Haring, who died at 31, had a certain childlike radiance himself. Once past teenage Jesus-freak and drug phases in Kutztown, Pa., he applied himself to his art with boundless energy and enthusiasm. In 1980 he started drawing with chalk in the New York City subways, and soon his colorful cartoony paintings and his witty metal sculptures were everywhere. He often created all the works for a show a few days before it opened, even painting every surface of the gallery itself. "When he's finished a piece, there's nothing that you could think of that you'd want to change," artist Roy Lichtenstein told Gruen. "Even if he did something all at once...there just isn't a false move."

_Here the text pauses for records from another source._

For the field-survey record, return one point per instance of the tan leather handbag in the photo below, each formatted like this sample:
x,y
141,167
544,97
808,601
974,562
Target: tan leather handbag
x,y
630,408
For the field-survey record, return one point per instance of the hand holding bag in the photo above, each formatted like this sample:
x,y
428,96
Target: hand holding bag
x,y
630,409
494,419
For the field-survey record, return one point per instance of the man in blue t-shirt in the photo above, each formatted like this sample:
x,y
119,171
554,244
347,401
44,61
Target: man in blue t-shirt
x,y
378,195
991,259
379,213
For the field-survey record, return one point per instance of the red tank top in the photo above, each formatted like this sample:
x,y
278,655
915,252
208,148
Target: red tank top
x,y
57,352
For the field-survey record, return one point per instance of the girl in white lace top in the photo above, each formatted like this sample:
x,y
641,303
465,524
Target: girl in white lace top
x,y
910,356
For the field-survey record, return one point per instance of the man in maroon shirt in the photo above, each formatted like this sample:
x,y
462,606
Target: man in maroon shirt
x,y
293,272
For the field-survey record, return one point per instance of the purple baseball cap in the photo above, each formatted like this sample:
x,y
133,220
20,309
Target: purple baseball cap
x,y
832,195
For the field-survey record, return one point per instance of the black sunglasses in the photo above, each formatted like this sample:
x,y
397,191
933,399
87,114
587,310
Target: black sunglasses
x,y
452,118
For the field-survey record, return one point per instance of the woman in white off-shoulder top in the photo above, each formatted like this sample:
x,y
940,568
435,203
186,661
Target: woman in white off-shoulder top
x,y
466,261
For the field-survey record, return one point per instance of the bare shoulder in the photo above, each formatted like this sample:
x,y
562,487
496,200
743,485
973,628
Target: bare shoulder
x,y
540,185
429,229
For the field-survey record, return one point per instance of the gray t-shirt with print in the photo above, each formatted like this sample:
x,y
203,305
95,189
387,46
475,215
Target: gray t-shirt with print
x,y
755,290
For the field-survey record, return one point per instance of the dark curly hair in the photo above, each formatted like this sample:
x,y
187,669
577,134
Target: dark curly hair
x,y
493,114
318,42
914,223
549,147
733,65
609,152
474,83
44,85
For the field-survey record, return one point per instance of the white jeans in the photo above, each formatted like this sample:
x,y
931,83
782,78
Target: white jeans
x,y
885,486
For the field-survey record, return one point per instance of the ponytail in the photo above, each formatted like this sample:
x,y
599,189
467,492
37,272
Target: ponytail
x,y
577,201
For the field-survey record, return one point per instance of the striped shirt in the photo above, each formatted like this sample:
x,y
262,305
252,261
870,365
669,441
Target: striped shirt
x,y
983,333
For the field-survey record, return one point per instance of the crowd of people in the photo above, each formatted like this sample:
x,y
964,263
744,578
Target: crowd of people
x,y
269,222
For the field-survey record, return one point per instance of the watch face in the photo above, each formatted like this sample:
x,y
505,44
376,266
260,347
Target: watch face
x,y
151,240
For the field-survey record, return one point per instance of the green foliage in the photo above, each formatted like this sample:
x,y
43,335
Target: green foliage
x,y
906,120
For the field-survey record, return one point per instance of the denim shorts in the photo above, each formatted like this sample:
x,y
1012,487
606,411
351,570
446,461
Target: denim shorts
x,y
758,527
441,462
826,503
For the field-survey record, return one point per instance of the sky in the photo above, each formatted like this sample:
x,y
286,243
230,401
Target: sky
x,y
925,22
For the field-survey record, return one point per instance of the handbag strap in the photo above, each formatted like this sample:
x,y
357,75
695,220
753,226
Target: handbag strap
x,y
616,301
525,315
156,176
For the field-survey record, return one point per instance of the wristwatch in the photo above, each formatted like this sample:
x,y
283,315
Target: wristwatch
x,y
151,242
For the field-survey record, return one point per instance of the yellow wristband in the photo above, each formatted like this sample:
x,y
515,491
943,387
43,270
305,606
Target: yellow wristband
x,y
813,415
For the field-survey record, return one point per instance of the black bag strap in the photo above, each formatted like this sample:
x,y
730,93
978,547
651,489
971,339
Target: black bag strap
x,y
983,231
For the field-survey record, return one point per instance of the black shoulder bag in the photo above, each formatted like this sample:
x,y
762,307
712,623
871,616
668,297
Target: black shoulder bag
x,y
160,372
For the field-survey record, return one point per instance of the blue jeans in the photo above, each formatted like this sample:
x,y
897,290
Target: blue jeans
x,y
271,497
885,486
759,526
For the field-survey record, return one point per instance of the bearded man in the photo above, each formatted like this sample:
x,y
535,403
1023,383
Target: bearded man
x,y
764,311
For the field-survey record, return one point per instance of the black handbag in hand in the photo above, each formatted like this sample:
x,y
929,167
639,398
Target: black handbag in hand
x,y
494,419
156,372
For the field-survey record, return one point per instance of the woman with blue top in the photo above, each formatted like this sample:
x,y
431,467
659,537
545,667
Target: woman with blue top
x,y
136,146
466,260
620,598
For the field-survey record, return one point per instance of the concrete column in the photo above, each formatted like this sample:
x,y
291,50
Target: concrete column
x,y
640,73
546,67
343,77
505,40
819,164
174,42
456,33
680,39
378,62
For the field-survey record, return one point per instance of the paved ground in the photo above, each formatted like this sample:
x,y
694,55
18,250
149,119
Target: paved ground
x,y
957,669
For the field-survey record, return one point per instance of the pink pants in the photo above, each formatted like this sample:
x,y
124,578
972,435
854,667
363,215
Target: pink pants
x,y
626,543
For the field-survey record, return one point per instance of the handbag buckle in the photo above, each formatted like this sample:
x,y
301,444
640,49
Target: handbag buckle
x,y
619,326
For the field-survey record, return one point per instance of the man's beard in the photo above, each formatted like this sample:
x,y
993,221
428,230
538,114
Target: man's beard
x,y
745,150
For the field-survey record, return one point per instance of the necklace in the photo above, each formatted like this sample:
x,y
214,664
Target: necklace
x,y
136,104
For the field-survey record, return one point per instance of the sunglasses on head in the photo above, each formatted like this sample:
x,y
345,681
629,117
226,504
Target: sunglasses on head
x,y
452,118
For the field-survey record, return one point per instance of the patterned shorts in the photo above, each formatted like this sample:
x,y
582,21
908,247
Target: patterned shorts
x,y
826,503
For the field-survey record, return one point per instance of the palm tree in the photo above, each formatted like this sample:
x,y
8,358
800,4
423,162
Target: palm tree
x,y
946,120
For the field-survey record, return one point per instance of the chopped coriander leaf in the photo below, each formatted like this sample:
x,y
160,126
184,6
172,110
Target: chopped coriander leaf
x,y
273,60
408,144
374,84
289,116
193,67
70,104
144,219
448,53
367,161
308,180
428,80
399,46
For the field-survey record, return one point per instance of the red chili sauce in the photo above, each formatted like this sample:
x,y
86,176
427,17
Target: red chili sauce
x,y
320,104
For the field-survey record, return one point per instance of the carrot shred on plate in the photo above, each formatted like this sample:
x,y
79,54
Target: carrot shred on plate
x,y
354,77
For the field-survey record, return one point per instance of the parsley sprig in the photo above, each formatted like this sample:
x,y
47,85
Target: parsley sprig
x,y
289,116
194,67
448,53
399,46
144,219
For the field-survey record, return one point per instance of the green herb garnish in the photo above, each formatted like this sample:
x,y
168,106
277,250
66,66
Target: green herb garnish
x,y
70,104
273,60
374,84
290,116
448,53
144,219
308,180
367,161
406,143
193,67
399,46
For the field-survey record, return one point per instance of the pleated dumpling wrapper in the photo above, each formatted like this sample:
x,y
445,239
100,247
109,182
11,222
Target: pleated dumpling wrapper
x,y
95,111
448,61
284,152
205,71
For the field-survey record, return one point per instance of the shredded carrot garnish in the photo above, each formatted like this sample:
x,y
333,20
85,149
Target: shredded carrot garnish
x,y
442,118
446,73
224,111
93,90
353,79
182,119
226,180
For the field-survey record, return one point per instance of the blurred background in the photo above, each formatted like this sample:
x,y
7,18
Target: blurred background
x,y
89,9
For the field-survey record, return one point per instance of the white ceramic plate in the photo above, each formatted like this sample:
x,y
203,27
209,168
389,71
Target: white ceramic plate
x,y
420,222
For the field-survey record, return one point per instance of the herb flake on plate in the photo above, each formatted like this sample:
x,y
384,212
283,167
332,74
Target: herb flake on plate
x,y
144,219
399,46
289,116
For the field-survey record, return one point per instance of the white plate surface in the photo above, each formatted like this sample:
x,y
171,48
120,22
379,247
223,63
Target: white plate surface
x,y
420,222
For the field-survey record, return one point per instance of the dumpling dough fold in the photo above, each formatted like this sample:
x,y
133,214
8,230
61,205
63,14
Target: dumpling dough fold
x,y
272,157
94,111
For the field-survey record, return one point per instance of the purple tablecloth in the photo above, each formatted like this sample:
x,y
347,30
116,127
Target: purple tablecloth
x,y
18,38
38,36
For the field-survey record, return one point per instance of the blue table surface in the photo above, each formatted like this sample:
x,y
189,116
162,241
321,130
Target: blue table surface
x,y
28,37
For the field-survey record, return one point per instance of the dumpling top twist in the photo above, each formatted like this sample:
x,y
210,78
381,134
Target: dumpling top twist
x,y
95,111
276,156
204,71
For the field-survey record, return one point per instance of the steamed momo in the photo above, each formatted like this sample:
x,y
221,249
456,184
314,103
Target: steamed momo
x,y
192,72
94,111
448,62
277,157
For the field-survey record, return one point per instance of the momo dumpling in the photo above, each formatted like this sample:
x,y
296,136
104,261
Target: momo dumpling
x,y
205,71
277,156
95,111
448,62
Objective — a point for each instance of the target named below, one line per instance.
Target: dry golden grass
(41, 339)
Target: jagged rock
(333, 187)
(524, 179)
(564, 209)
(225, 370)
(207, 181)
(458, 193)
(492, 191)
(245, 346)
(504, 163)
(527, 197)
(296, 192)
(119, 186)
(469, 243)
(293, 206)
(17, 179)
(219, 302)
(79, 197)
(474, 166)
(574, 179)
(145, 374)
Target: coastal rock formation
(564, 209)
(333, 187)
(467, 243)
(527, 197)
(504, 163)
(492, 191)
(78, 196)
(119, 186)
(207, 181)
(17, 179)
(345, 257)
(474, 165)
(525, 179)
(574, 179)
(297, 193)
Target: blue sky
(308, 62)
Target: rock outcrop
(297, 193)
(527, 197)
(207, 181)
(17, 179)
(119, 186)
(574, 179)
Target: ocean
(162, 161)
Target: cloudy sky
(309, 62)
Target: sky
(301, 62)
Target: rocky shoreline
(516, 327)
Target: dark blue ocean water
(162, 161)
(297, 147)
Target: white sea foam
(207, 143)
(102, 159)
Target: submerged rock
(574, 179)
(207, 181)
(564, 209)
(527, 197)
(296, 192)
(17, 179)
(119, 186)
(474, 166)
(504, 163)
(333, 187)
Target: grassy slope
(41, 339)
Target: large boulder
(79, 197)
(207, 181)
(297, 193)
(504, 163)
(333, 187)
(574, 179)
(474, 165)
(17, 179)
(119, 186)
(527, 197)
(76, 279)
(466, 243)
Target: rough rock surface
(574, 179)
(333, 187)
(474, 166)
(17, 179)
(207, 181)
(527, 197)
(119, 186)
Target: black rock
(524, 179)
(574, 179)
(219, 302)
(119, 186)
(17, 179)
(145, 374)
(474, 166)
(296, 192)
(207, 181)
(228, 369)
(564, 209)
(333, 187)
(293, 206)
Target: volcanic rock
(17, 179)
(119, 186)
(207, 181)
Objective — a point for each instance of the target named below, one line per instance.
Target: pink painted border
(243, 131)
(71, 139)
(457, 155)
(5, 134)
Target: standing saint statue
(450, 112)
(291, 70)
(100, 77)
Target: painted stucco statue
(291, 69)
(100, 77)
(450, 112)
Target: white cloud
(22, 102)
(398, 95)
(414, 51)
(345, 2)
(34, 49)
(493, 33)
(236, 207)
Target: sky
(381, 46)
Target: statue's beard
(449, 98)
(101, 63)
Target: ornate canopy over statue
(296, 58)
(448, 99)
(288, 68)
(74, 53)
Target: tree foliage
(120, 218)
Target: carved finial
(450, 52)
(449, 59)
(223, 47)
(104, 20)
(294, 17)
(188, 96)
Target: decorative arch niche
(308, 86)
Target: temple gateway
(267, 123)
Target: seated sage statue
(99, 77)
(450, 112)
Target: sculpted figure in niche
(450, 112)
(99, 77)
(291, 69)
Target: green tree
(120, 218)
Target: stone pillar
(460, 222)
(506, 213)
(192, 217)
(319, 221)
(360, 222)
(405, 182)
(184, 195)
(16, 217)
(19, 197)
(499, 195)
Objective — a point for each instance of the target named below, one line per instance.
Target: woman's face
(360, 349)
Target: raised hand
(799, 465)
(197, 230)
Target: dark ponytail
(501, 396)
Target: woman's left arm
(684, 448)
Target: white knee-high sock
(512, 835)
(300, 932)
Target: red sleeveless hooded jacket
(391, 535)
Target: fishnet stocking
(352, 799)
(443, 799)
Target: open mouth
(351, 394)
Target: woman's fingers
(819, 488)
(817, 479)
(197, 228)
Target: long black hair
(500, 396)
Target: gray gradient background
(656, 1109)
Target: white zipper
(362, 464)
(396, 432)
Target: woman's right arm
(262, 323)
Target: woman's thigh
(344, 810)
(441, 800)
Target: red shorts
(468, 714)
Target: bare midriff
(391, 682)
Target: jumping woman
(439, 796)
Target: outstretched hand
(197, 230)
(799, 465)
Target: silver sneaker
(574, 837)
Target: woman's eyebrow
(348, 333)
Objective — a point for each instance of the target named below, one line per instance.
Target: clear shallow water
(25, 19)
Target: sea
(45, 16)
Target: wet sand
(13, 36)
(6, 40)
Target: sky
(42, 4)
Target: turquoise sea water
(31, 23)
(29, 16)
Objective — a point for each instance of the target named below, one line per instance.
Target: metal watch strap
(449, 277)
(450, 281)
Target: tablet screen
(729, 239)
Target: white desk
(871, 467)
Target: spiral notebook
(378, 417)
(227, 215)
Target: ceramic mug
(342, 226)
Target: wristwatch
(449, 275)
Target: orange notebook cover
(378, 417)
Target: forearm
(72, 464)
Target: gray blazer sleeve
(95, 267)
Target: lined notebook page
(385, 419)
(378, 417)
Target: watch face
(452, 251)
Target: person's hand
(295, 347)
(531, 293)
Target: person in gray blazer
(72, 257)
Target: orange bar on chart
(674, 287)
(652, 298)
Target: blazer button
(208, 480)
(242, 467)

In biography, authorized often means sanitized, and there may be nasty things about Haring you won't learn here. But Gruen, an art critic and author (The Private World of Leonard Bernstein), vividly re-creates Haring's feverish and fecund life and times through interviews with the voluble artist, his devoted family and his colorful friends and associates. Their words form the entire text. By the end of the amply illustrated book, you forgive Haring's self-promotion and fascination with celebrities as expressions of his expansive, embracing nature; his thick lines and sensuous shapes fill your mind as they once did city walls and gallery ceilings, cascading over every surface like a kind of pop, visual Bach. (Prentice Hall, $30)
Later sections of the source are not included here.